June 21, 2018 -- How can radiologists make the most of artificial intelligence (AI) software in breast ultrasound? By using the software concurrently during the interpretation process, according to research presented at the recent Society for Imaging Informatics in Medicine (SIIM) annual meeting.
Researchers led by Lev Barinov of AI software developer Koios Medical, Princeton University, and Rutgers University Robert Wood Johnson Medical School found that three radiologists produced significantly higher diagnostic performance when interpreting breast ultrasound exams concurrently with AI software than they achieved without the aid of the software. That wasn't the case, however, when the radiologists only viewed the software's analysis after providing an initial diagnosis.
What's more, the concurrent reading paradigm decreased interreader variability and improved the performance of a less-experienced radiologist to nearly the level of the expert.
AI's real-world impact
"Measuring standalone AI performance without considering the physician involvement in how they're using it isn't really a sufficient metric to evaluate the performance or impact," Barinov said. "It's understandable to start with just [measuring] the system performance against a ground truth; I think that's where we all started when designing these types of systems. But as we think about implementation and utilization [of AI], we have to move closer and closer to [assessing] the physician-system interface."
In their study, the researchers sought to evaluate two reading paradigms for implementing radiology AI. In the "second-read" approach, the physician makes the initial diagnosis and the software then provides confirmation or a second opinion. This has been the traditional workflow used with mammography computer-aided detection (CAD) software, for example, Barinov said.
The second-read model has a number of benefits; it's efficient, less expensive, and currently the accepted methodology in the industry, he said. On the downside, the use of AI as a second reader can be affected by confirmation bias and may not reflect clinical practice for certain types of diagnoses, he said.
On the other hand, using AI concurrently provides the radiologist with system-generated analysis along with the imaging studies during the initial interpretation. Previous studies have found that viewing multiple imaging modalities concurrently offers equivalent results to the second-read workflow. Concurrent reading does have the potential to eliminate any issues with confirmation bias, but this comes at the cost of being more time-consuming than the second-read model, Barinov noted.

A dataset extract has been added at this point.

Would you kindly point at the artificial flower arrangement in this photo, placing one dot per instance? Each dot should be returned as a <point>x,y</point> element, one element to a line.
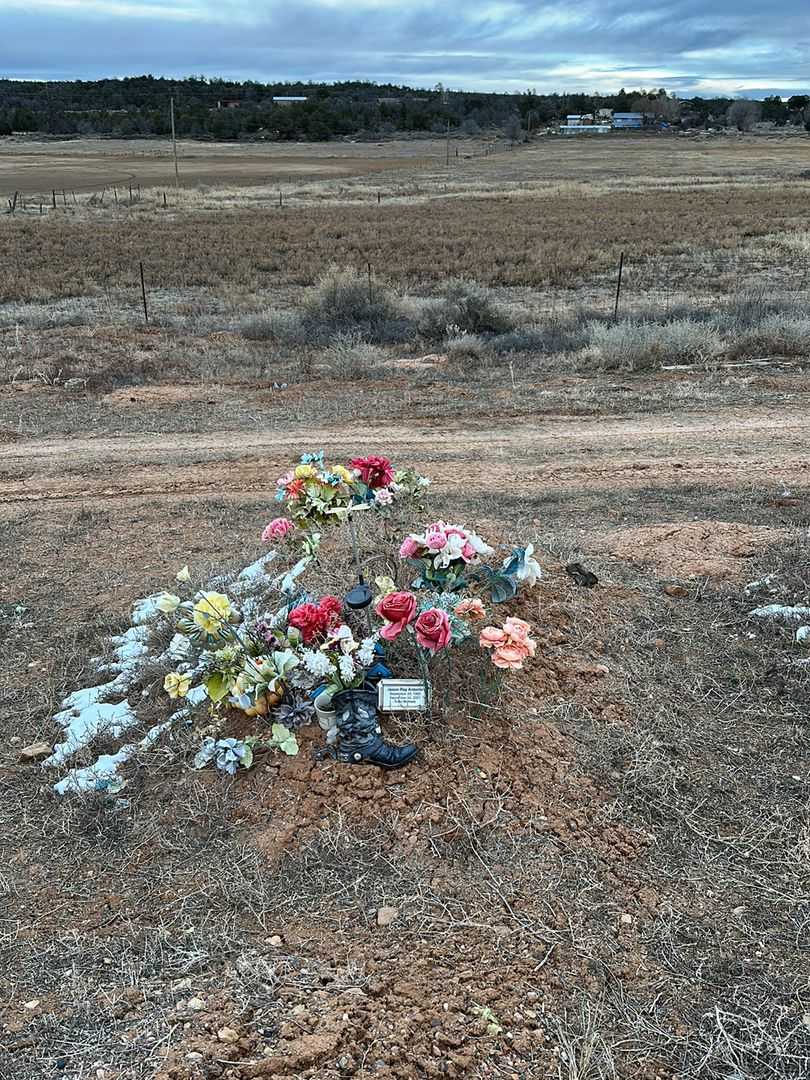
<point>310,649</point>
<point>316,494</point>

Comparing reading methodologies
The researchers set out to test both reading methods to establish their effects on radiologist accuracy and variability. They also wanted to assess the system's performance compared with radiologists. Three radiologists -- with three, more than 10, and more than 20 years of breast ultrasound experience, respectively -- used the Koios DS software to review 500 pathology-proven breast ultrasound studies. After rendering an initial diagnosis, they were immediately presented with the software's analysis and could change their diagnosis. Four weeks later, the radiologists again read the cases, but this time concurrently with the software's analysis.

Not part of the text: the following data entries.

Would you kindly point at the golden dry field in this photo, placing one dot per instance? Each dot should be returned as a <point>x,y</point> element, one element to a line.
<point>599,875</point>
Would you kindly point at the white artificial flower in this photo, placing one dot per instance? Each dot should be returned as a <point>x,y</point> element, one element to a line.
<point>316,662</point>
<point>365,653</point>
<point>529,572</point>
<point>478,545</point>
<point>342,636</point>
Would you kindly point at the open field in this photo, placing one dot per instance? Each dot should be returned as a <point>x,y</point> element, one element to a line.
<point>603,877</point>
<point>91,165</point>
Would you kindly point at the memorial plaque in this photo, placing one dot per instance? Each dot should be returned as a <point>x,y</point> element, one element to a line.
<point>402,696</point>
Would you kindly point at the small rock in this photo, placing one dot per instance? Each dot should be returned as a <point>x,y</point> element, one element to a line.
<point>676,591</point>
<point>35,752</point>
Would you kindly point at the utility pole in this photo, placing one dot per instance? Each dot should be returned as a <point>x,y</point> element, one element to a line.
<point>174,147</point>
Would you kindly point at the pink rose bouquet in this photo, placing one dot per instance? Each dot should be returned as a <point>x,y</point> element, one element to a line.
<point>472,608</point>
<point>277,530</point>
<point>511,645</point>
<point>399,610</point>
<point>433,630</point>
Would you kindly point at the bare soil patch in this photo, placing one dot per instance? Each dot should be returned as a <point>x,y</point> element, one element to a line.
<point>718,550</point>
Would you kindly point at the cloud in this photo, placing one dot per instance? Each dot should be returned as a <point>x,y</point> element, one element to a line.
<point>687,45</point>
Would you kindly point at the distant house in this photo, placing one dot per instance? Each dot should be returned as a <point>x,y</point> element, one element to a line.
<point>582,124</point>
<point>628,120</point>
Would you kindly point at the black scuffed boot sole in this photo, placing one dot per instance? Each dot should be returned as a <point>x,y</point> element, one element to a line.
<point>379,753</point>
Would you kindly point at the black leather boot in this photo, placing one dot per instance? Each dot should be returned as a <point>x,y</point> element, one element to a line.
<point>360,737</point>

Receiver operating characteristic analysis showed that the AI software outperformed all physicians at baseline by an average of 11.5% in the area under the curve (AUC). The use of the software as a second reader led to a small -- but statistically insignificant -- improvement in performance for the three readers. The radiologists did, however, gain a statistically significant improvement in performance over their initial baseline interpretation by using AI concurrently.

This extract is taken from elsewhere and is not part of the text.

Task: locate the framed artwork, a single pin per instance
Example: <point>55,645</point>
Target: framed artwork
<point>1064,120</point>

|Effect of breast ultrasound AI software on radiologist performance|
|Using AI as second reader||Using AI concurrently in interpretation|
|Average reader improvement in AUC from use of AI||3.3%||7.1%|
"Contrary to a lot of the prior studies within diagnostic decision support, [our research shows that] you can't really call these two different [reading] methodologies equivalent anymore," he said. "Whether it's for a clinical study approval for the [U.S. Food and Drug Administration] or just an academic research study that's happening at an institution, I think it's important to tuck this information away in the back of your mind."
The researchers also assessed interreader and intrareader variability. While both the second-read and concurrent approaches reduced variability from the baseline interpretation, concurrent use led to the highest level of interreader agreement.
"This makes sense, since you're effectively having them listen to a better-performing system more often in one methodology than another," he said. "And in this case, the agreement that they had with the concurrent reader system was actually higher than the intrareader variability. So if you tested these readers over a four-week period, they will change their own minds more than they will as a collective group, which is really interesting."
The system was able to increase reader accuracy as well as reader consistency or agreement across a group of readers with varying levels of experience, according to Barinov. The radiologist in the study who had three years of experience was able to raise his performance close to the level of a highly experienced reader just by using the system, he said.
"That's a very exciting notion that you can cross this experience gap just by using a new system," he said.
Barinov noted that the superiority of concurrent reading has practical implications for how these types of systems are implemented into the clinical workflow.
"This is where, as we move forward as an industry, we can think about what's the standard for how we display these results, for example, in the diagnostic space," he said.